Even someone who does not work in a data-centric profession will likely recognize that all of that data must have some potential to be assembled together, even if the data were originally culled from disparate sources, and used for purposes that are far flung from those for which it was originally collected. Ideally, Big Data can be leveraged to help end users more effectively drive strategic business decisions or increase revenue, especially when customary data analytic techniques are insufficient. Of course, the extent to which different data sets - stored in the cloud or in servers around the globe - can be reliably combined depends upon how compatible or uniform the data are and how reliable the various sources of the data may be. Ideally, the data need to be able to be aggregated so that there are no "seams" between the different sets of data to interfere with how we can slice, dice, and puree the information.
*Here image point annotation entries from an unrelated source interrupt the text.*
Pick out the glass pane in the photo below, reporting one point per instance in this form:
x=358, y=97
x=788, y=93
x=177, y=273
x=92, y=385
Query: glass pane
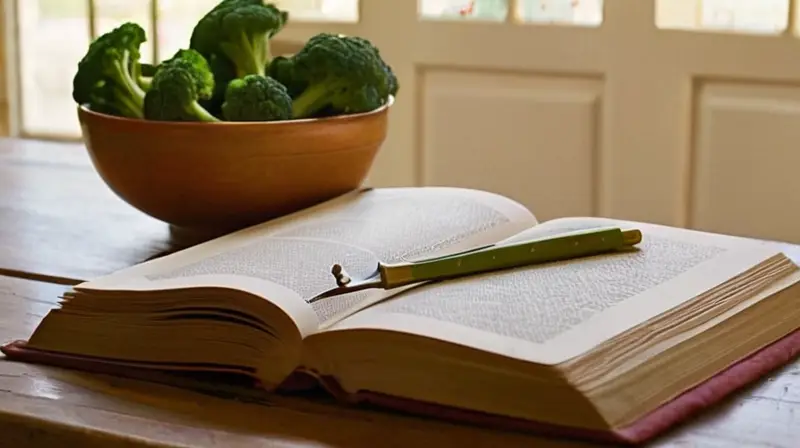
x=109, y=14
x=176, y=20
x=491, y=10
x=53, y=37
x=739, y=16
x=321, y=10
x=570, y=12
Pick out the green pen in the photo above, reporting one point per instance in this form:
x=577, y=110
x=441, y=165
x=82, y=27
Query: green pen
x=564, y=246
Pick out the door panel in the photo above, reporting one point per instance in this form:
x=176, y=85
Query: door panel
x=746, y=159
x=508, y=132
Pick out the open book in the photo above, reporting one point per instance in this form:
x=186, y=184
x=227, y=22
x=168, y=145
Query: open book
x=617, y=347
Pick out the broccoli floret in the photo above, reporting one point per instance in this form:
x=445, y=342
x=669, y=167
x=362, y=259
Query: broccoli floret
x=106, y=79
x=239, y=31
x=177, y=86
x=256, y=98
x=344, y=72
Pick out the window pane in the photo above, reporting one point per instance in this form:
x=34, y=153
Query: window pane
x=740, y=16
x=110, y=14
x=567, y=12
x=491, y=10
x=53, y=36
x=176, y=20
x=321, y=10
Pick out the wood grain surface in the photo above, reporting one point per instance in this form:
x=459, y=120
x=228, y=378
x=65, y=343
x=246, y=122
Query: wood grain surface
x=59, y=222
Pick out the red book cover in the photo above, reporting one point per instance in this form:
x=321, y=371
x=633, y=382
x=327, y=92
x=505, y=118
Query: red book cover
x=684, y=406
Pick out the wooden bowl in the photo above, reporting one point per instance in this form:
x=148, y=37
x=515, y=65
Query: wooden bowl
x=216, y=177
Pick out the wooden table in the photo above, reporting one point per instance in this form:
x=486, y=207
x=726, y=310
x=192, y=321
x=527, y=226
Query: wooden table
x=59, y=224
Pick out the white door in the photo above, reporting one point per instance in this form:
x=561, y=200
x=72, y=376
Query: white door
x=683, y=112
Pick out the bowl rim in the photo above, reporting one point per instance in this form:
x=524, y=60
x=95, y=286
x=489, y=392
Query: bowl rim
x=83, y=109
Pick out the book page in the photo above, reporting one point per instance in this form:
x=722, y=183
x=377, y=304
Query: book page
x=551, y=312
x=356, y=231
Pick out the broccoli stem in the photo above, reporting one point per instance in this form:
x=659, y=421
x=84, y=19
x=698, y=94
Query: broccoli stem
x=200, y=112
x=249, y=56
x=127, y=106
x=314, y=98
x=131, y=94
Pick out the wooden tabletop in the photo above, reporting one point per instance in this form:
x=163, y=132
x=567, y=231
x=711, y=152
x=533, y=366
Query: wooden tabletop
x=60, y=224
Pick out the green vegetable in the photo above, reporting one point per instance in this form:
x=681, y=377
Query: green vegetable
x=256, y=98
x=177, y=86
x=239, y=31
x=343, y=72
x=107, y=76
x=228, y=72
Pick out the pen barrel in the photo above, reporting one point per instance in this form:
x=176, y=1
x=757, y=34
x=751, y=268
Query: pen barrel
x=561, y=247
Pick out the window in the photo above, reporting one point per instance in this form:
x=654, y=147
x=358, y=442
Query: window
x=52, y=36
x=739, y=16
x=572, y=12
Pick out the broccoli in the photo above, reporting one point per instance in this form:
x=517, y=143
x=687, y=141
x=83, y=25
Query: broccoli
x=239, y=31
x=256, y=98
x=107, y=74
x=177, y=86
x=342, y=72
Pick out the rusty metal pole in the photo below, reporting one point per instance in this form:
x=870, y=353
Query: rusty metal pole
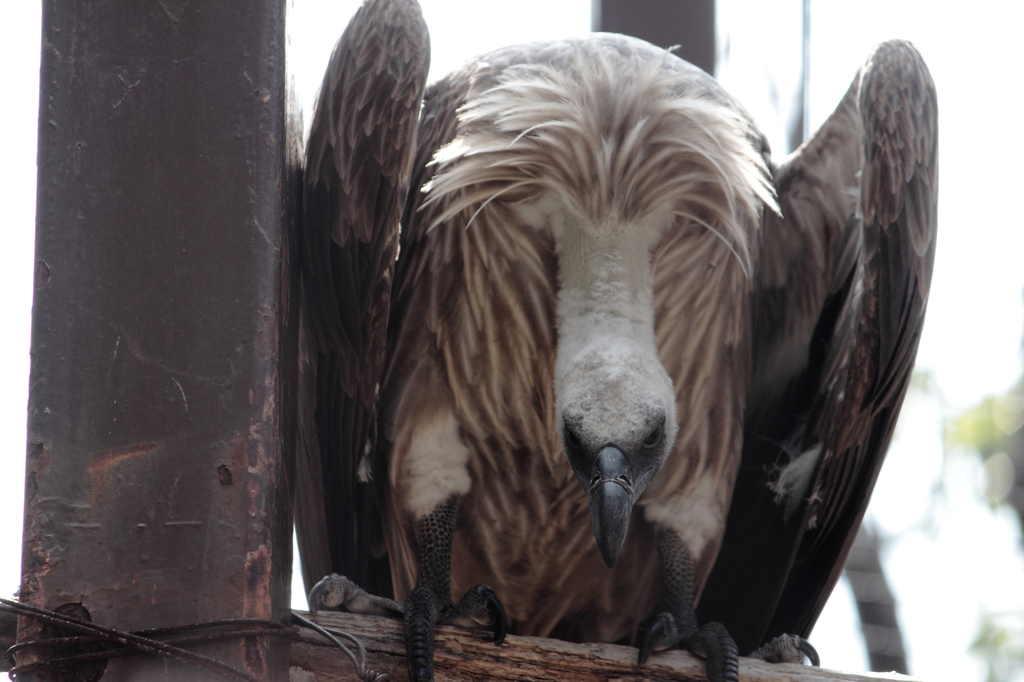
x=164, y=325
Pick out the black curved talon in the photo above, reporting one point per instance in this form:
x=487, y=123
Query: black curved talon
x=660, y=630
x=714, y=643
x=315, y=598
x=786, y=648
x=808, y=650
x=497, y=612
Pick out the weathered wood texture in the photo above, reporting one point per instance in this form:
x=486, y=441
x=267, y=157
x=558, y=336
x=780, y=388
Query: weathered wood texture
x=463, y=654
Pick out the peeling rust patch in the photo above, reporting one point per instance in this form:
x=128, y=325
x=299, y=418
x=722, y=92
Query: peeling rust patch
x=103, y=460
x=257, y=599
x=42, y=275
x=253, y=493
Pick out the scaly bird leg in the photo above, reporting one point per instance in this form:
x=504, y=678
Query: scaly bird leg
x=337, y=590
x=430, y=600
x=675, y=625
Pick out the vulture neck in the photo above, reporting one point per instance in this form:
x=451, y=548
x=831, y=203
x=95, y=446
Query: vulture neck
x=606, y=368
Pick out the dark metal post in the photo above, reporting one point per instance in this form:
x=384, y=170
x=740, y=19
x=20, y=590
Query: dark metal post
x=689, y=24
x=164, y=325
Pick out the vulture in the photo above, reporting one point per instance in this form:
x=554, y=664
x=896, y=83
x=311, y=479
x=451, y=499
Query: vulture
x=580, y=359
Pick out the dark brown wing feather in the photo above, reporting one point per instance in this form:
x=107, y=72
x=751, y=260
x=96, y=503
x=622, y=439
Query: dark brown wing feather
x=841, y=304
x=358, y=158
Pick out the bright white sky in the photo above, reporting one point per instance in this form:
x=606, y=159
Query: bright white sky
x=945, y=574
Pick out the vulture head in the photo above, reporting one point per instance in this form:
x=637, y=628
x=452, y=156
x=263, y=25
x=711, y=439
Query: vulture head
x=610, y=159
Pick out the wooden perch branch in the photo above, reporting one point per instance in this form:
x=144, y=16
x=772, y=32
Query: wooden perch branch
x=462, y=654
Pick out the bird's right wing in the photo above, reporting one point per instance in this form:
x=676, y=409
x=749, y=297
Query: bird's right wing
x=358, y=160
x=843, y=285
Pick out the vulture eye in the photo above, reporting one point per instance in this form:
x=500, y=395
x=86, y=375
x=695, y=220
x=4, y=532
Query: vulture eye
x=653, y=437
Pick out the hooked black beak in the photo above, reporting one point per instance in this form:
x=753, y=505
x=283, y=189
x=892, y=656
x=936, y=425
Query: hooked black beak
x=610, y=494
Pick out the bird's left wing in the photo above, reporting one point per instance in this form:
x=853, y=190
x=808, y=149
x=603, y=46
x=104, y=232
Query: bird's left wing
x=358, y=160
x=841, y=295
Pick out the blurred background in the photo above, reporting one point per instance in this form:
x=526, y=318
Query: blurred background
x=945, y=518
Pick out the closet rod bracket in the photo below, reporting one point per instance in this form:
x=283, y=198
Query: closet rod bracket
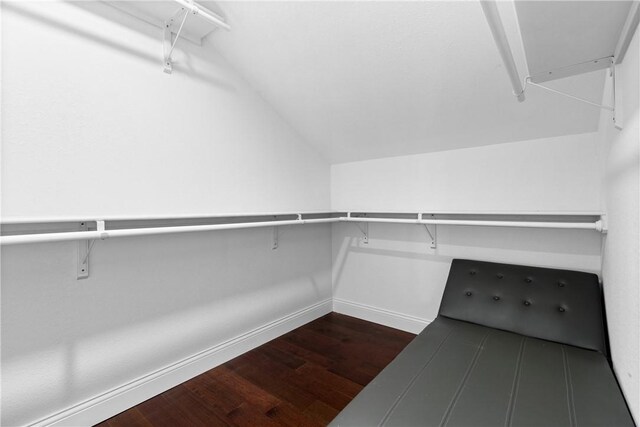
x=85, y=247
x=433, y=235
x=167, y=43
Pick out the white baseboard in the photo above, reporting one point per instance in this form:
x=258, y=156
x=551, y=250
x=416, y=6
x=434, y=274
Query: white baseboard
x=127, y=395
x=378, y=315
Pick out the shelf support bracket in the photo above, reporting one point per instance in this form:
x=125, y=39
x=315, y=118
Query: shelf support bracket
x=274, y=244
x=167, y=43
x=84, y=249
x=365, y=232
x=432, y=235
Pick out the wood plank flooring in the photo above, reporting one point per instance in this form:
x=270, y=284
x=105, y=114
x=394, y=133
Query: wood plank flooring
x=303, y=378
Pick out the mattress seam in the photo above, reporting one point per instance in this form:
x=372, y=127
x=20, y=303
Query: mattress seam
x=569, y=386
x=465, y=379
x=516, y=384
x=413, y=380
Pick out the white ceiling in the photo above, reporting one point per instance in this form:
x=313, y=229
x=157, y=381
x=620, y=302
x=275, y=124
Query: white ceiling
x=558, y=34
x=362, y=80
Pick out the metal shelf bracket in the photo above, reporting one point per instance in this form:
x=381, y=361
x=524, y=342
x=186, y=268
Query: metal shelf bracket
x=433, y=235
x=84, y=249
x=167, y=43
x=274, y=244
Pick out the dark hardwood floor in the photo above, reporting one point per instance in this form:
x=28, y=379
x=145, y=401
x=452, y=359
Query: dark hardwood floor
x=303, y=378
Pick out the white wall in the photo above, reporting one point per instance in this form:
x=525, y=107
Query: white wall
x=621, y=270
x=551, y=174
x=93, y=127
x=397, y=279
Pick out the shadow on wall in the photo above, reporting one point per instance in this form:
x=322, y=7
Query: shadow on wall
x=149, y=302
x=185, y=65
x=399, y=245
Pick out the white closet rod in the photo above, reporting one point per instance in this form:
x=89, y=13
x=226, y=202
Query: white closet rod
x=210, y=16
x=107, y=234
x=597, y=226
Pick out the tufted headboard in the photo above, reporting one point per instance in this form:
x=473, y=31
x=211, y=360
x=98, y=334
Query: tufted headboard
x=556, y=305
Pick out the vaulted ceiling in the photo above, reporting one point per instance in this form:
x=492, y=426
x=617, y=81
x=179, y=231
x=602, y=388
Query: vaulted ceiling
x=361, y=80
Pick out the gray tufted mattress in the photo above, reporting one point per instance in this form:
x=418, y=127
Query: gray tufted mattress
x=511, y=346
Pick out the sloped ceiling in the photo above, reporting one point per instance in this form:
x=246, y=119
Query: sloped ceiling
x=363, y=80
x=558, y=34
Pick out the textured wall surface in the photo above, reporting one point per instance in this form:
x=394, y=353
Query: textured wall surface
x=551, y=174
x=621, y=267
x=93, y=127
x=398, y=272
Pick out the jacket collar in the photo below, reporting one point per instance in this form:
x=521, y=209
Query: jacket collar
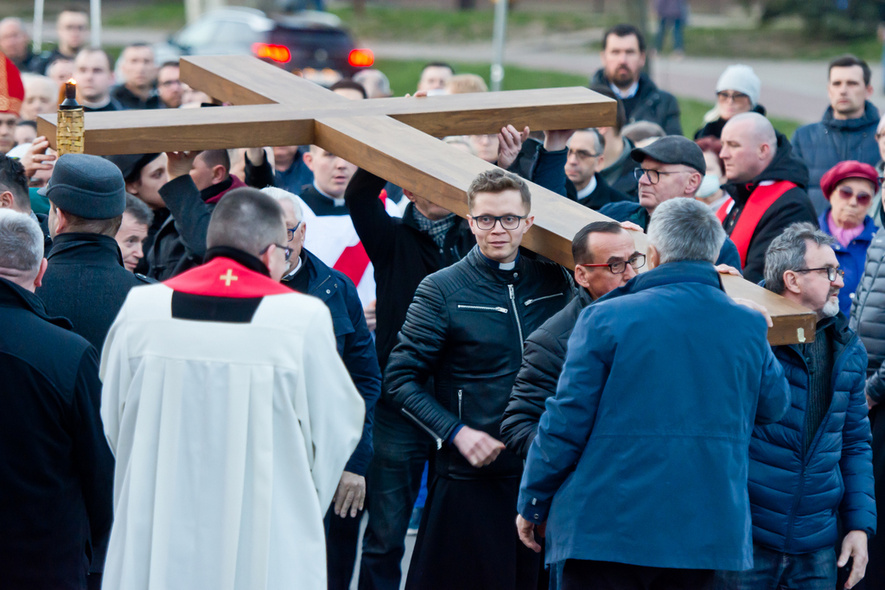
x=75, y=246
x=686, y=271
x=11, y=295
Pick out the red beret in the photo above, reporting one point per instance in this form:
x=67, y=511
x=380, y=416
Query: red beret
x=847, y=169
x=12, y=91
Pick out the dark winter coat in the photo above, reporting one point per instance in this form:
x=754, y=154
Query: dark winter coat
x=354, y=342
x=536, y=381
x=653, y=104
x=466, y=328
x=56, y=471
x=641, y=457
x=793, y=206
x=796, y=495
x=86, y=282
x=824, y=144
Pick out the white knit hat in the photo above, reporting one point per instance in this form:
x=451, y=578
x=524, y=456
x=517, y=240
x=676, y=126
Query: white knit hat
x=742, y=79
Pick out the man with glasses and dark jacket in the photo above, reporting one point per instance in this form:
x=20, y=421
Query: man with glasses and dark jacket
x=465, y=330
x=671, y=167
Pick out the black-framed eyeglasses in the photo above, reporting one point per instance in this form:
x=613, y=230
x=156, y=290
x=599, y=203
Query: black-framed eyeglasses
x=291, y=232
x=732, y=96
x=287, y=252
x=637, y=262
x=487, y=222
x=832, y=272
x=653, y=175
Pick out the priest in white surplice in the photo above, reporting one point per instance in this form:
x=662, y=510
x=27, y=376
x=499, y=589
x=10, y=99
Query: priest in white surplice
x=231, y=417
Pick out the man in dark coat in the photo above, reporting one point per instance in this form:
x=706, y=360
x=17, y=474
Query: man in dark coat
x=196, y=183
x=671, y=167
x=847, y=130
x=465, y=330
x=56, y=470
x=605, y=258
x=308, y=274
x=623, y=56
x=585, y=158
x=637, y=471
x=813, y=466
x=767, y=183
x=85, y=280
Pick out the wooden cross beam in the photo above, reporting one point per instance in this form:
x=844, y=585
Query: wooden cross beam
x=394, y=138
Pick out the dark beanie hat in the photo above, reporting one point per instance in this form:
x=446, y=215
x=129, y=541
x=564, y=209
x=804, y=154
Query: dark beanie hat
x=87, y=186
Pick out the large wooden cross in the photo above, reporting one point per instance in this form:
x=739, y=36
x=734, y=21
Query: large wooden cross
x=394, y=138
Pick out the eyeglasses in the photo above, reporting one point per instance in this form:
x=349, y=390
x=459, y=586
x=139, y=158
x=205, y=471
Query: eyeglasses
x=291, y=232
x=487, y=222
x=832, y=272
x=653, y=175
x=863, y=198
x=732, y=96
x=637, y=262
x=287, y=252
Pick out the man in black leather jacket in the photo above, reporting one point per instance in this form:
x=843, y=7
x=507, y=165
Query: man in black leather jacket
x=465, y=329
x=608, y=248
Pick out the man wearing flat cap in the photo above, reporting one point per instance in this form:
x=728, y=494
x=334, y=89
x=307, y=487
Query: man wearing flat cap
x=85, y=280
x=673, y=166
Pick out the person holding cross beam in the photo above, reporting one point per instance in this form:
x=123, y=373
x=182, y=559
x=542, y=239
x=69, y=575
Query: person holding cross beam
x=465, y=331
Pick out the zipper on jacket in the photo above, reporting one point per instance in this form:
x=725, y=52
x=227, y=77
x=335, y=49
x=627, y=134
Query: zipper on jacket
x=516, y=315
x=425, y=428
x=536, y=299
x=483, y=308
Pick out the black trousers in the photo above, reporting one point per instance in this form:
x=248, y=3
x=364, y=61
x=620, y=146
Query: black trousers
x=579, y=574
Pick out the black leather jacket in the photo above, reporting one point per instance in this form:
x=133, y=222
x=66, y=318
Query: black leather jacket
x=466, y=328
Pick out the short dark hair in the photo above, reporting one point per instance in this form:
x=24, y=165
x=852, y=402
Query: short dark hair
x=248, y=220
x=348, y=84
x=216, y=158
x=139, y=210
x=14, y=180
x=621, y=116
x=624, y=30
x=438, y=64
x=847, y=61
x=497, y=180
x=580, y=251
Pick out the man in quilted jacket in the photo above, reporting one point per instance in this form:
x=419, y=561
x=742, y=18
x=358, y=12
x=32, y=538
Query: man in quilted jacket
x=811, y=476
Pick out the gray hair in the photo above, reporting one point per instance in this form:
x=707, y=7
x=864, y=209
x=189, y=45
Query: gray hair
x=685, y=229
x=21, y=243
x=248, y=220
x=279, y=194
x=787, y=252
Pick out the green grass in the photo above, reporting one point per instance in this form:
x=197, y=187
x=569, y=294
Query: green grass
x=162, y=14
x=404, y=74
x=447, y=26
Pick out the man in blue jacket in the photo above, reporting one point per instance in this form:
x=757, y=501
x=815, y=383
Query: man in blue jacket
x=647, y=436
x=847, y=130
x=816, y=462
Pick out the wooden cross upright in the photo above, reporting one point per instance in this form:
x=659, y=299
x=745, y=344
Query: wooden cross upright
x=394, y=138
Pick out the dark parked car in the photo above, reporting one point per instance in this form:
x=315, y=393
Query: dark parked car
x=313, y=44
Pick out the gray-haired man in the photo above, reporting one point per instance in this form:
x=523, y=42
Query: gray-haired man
x=816, y=462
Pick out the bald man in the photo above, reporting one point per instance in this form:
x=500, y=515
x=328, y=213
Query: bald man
x=767, y=182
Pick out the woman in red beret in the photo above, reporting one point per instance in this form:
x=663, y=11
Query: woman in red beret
x=850, y=187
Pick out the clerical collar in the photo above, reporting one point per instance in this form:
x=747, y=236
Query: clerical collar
x=295, y=270
x=625, y=94
x=588, y=190
x=244, y=258
x=337, y=202
x=500, y=265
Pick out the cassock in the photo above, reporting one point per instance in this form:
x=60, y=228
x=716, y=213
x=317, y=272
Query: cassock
x=231, y=417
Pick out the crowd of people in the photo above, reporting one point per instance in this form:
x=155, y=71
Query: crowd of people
x=218, y=364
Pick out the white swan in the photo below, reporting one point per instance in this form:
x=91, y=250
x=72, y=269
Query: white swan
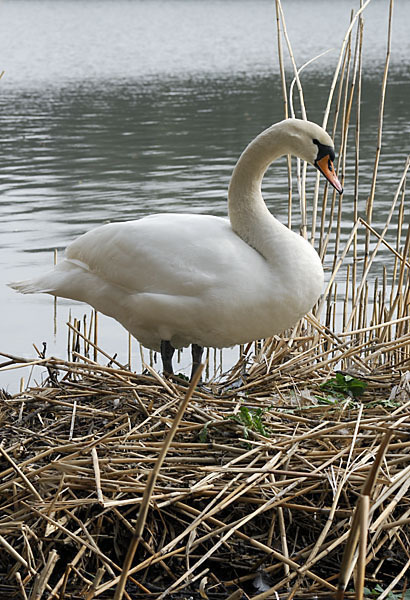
x=179, y=279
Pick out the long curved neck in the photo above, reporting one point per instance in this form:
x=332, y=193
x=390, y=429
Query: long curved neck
x=248, y=213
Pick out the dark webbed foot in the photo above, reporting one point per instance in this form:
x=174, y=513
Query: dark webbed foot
x=167, y=352
x=197, y=352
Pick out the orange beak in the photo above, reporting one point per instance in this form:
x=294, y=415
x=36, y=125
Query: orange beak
x=325, y=166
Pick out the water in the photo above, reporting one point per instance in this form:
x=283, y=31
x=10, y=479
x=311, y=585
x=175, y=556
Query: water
x=113, y=109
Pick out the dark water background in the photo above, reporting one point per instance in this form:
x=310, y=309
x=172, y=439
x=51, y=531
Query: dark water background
x=113, y=109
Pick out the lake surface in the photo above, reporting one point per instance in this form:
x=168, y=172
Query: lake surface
x=113, y=109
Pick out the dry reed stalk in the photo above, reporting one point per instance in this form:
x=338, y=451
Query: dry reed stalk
x=143, y=511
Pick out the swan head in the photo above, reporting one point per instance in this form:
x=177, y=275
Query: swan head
x=313, y=144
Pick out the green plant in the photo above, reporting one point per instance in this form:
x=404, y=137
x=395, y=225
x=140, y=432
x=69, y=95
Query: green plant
x=345, y=385
x=250, y=419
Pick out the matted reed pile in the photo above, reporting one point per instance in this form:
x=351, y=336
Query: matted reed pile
x=262, y=508
x=272, y=486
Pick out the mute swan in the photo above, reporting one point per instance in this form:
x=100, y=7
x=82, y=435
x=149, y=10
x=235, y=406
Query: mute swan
x=179, y=279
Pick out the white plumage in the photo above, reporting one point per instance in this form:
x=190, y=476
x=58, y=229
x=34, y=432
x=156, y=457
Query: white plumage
x=188, y=278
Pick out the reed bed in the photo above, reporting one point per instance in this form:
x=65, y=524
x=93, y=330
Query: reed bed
x=275, y=480
x=262, y=506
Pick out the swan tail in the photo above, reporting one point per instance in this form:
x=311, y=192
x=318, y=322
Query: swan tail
x=32, y=286
x=66, y=279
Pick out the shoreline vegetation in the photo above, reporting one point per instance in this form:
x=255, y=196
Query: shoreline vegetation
x=287, y=477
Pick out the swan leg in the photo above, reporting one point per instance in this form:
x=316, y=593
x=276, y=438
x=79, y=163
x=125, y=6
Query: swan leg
x=197, y=352
x=167, y=352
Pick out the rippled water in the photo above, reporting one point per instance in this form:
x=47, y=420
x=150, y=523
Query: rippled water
x=113, y=109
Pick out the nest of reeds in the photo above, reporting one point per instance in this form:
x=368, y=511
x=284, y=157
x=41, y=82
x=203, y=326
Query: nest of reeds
x=284, y=480
x=255, y=493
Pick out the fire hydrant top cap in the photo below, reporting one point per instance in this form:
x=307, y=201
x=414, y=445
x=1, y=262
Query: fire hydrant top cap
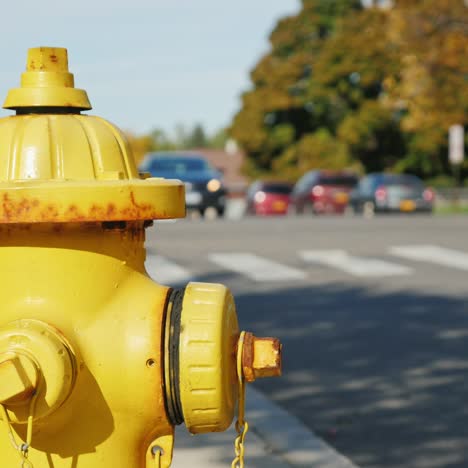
x=47, y=83
x=58, y=165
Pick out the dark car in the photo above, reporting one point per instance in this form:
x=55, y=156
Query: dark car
x=320, y=192
x=266, y=198
x=379, y=192
x=204, y=190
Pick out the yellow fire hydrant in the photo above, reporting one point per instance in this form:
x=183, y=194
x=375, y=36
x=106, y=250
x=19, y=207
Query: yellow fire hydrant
x=98, y=363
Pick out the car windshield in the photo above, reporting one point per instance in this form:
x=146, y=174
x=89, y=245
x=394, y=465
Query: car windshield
x=282, y=189
x=346, y=181
x=403, y=180
x=179, y=166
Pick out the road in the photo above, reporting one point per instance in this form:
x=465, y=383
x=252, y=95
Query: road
x=373, y=318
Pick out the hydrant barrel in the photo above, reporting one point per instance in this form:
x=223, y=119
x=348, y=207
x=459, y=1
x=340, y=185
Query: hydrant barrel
x=98, y=362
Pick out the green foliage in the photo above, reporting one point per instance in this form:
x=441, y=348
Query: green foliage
x=345, y=85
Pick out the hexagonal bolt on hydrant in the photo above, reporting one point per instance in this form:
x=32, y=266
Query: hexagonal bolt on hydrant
x=98, y=362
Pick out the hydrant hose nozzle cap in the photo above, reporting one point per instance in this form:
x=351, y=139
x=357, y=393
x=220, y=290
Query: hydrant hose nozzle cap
x=47, y=83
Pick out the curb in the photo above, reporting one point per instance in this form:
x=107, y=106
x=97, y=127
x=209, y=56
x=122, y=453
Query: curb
x=289, y=438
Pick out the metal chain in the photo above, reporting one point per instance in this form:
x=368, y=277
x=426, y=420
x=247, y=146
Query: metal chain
x=242, y=426
x=23, y=448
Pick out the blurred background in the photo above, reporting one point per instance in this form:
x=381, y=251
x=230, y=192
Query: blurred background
x=325, y=142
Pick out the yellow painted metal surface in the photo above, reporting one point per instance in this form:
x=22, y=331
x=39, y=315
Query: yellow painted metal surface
x=208, y=340
x=47, y=83
x=97, y=361
x=18, y=377
x=90, y=284
x=57, y=165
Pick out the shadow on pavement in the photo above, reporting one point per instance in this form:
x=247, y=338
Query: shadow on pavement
x=380, y=376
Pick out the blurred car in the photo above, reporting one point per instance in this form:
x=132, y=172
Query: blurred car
x=320, y=192
x=268, y=198
x=380, y=192
x=204, y=190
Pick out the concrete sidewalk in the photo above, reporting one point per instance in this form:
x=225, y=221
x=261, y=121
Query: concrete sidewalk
x=275, y=439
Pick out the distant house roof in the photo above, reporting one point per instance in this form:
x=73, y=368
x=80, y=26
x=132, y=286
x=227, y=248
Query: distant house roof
x=229, y=164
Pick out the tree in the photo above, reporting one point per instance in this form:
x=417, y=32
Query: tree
x=277, y=112
x=430, y=89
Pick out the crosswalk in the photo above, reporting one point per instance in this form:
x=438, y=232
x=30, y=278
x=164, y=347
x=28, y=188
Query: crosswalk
x=404, y=261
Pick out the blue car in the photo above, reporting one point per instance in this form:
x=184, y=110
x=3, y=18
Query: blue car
x=204, y=189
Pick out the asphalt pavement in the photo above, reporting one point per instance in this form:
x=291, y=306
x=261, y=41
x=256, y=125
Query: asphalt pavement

Some companies have already become quite proficient at leveraging the "Big Data" that they can access today, using the tools that are available to them. In today's post, we'll continue our exploration of several of these companies with some help from Gartner analyst Doug Laney; you'll see how various client companies have been able to expand their thinking to embrace Big Data as more than a buzzword, and use it to their strategic advantage over others within their own market space.
Market Sector: Retail
In 2012, retail giant Walmart launched Polaris, a revolutionary search engine. This powerful search engine is unique in its use of Big Data filtered through semantic search technology; this technology enables the search engine to anticipate the intent of a shopper's search, and to subsequently deliver highly relevant results.Its stellar performance is a result of a joint effort between experts in information retrieval, machine learning and text mining combined with those with experience from top search and e-commerce companies and renowned research institutions.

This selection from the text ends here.